Don Nacho comenzó a preocuparse porque los espías que mandaba para ver qué tanto fraguaban en la población regresaban transformados y algunos habían perdido empuje. Ya no era tan bravucones como antes y uno que otro de plano desertó, a pesar de las amenazas de don Nacho. “Tiene que ir a oír lo que dicen allí, don Nacho—le decían las personas sin inmutarse—, esos hombres le cambiarán la vida. No quieren revoluciones, ni tierras ni dinero, sólo vivir en armonía”. Qué armonía ni que ocho cuartos—decía enfadado don Nacho sin poder entender la situación real—. Ya verán cuando me comunique con el gobernador y le diga el complot que están tramando esos canijos. Se van a acordar de mí, carajo.

El gobernador Rosendo Méndez ya conocía los detalles del conflicto y cuando don Nacho lo visitó en su oficina le dijo que haría todo como de costumbre, pero que tratándose de un extranjero las cosas se complicaban y necesitaría más tacto, además estaban por celebrarse las próximas elecciones y no podía arriesgarse mucho para no perder votos. Llegaron a un acuerdo y establecieron una fecha para desaparecer al incómodo visitante que tanto daño había causado en la región. Un día antes de que se llevara acabo el plan secreto del gobernador, llegó al nuevo Tokio, Isamu, un compañero de Akihiro, que había hecho el viaje atraído por la curiosidad que le despertara su ex compañero de trabajo. Fue recibido con honores al estilo tradicional y la gente se ofreció a construirle una casa igual a la de Akihiro en el terreno de enfrente. Se negó con insistencia, pero esa misma tarde la gente se fue a buscar árboles apropiados para elaborar las vigas. Se echó a andar toda la máquina de construcción y en una semana ya se veía la distribución de la casa. Isamu dijo que estaría poco y que no hacía falta trabajar tanto, pero al paso de los días se fue convenciendo de que su amigo le había dicho la verdad.  Cuando pasó la primera noche en su propio lecho decidió que se uniría a Akahiro para mejorar la calidad de vida en la región. La primera necesidad que sintió fue la de crear unas escuelas de arte en las que se enseñaría actuación, música y pintura, que era las disciplinas que le gustaban más y tenía una gran experiencia enseñándolas. Hablaba bien el español, pero su nivel era mucho más bajo que el de su paisano.

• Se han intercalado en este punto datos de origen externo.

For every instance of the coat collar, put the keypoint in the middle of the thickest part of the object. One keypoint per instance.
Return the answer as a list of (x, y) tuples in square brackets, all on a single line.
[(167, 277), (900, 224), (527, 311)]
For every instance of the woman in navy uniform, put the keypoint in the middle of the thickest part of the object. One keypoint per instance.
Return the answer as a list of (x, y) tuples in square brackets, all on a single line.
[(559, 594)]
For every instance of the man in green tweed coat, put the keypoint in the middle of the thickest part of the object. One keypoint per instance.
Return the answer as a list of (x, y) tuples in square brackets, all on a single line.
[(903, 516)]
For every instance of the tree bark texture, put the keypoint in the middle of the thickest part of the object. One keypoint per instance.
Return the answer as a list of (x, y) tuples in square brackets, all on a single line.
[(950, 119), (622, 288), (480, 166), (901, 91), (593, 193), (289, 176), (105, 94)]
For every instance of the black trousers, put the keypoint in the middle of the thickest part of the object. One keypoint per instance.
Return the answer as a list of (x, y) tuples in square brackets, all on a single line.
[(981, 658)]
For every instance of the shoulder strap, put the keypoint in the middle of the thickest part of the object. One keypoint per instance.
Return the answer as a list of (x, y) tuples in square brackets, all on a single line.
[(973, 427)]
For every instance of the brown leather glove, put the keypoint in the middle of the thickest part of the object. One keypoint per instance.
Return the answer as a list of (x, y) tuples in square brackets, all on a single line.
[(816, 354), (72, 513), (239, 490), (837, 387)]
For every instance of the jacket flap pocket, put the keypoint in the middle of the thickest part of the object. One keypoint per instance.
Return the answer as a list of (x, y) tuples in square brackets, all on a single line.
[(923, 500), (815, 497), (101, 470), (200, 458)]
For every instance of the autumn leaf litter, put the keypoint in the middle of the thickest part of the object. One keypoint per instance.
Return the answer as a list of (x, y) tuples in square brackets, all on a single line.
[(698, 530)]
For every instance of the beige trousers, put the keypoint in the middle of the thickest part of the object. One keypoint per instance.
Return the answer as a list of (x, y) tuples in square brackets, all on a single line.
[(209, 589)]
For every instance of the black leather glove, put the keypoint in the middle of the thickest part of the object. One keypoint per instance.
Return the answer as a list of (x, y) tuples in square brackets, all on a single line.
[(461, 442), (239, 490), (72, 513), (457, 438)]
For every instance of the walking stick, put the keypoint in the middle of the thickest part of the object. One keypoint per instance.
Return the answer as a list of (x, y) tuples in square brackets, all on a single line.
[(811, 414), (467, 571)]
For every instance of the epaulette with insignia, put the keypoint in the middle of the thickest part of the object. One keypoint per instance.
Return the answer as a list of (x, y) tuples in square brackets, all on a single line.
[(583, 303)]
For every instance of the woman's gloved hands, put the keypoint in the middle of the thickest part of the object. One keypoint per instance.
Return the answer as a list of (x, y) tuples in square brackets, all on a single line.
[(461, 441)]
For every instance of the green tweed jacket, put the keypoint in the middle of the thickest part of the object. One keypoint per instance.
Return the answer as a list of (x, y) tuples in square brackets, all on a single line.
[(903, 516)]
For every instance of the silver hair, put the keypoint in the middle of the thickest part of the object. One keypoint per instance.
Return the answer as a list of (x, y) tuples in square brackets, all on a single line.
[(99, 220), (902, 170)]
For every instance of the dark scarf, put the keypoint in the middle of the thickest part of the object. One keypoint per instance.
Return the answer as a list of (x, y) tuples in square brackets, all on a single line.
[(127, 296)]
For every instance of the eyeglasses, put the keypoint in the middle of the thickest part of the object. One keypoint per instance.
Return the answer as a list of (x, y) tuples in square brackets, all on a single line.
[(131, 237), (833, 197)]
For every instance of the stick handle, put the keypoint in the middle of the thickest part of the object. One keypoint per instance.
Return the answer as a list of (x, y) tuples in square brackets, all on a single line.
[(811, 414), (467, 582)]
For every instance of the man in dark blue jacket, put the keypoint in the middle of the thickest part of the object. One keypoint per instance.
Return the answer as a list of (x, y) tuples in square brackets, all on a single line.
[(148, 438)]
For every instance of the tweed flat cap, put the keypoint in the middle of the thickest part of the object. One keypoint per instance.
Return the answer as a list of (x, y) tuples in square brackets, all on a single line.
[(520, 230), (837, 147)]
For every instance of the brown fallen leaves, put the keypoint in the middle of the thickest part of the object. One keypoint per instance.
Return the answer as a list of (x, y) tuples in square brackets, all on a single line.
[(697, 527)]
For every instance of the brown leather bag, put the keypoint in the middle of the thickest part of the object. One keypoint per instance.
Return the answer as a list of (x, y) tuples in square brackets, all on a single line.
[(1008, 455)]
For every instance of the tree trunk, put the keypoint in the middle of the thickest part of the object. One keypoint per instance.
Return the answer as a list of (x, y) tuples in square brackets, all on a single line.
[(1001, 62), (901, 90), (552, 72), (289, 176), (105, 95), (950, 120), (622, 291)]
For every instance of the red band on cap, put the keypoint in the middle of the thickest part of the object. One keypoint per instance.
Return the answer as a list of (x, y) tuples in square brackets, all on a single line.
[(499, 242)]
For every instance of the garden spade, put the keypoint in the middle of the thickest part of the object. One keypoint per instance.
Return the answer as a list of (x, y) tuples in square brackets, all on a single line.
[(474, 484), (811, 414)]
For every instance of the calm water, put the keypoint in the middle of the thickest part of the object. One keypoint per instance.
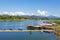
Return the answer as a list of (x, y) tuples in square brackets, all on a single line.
[(24, 35), (27, 36)]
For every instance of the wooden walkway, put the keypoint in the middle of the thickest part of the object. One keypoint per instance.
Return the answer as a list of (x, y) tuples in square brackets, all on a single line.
[(27, 30)]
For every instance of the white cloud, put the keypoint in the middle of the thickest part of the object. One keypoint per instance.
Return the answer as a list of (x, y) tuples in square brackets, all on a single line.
[(15, 13), (42, 13)]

Con la aparición de Isamu el plan del gobernador y don Nacho se frustró, pues no tenían previsto asesinar a dos extranjeros, así que simularon su retirada mientras pasaba la amenaza. La escuela fue un éxito. Pronto se formaron grupos de teatro, música y baile. Se daban funciones gratuitas y se organizaron exposiciones de pintura al aire libre. Comenzaron a llegar turistas que por boca de algún conocido se habían enterado de la existencia de esa comunidad tan rara. Como la carretera que llevaba hasta esa población pasaba por los terrenos de don Nacho, éste comenzó a cobrar por el peaje. La gente que llegaba al lugar recibía la cordialidad de los lugareños. No había hoteles, pero la gente les ofrecía sitios en sus casas para pasar las noches. Pronto se enteró el Gobierno de que el turismo se había ido desviando poco a poco hacia esa parte de país. Salió a la luz el nuevo Tokio y se supo que los beneficios mayores se los quedaban don Nacho y Rosendo Méndez. El primero recibió la visita de un general del ejército con orden de arresto y confiscación de sus bienes. Fue condenado a la cárcel y liberado unos meses después. El segundo, sólo fue destituido de su cargo, su puesto lo ocupó un pariente del presidente de la república.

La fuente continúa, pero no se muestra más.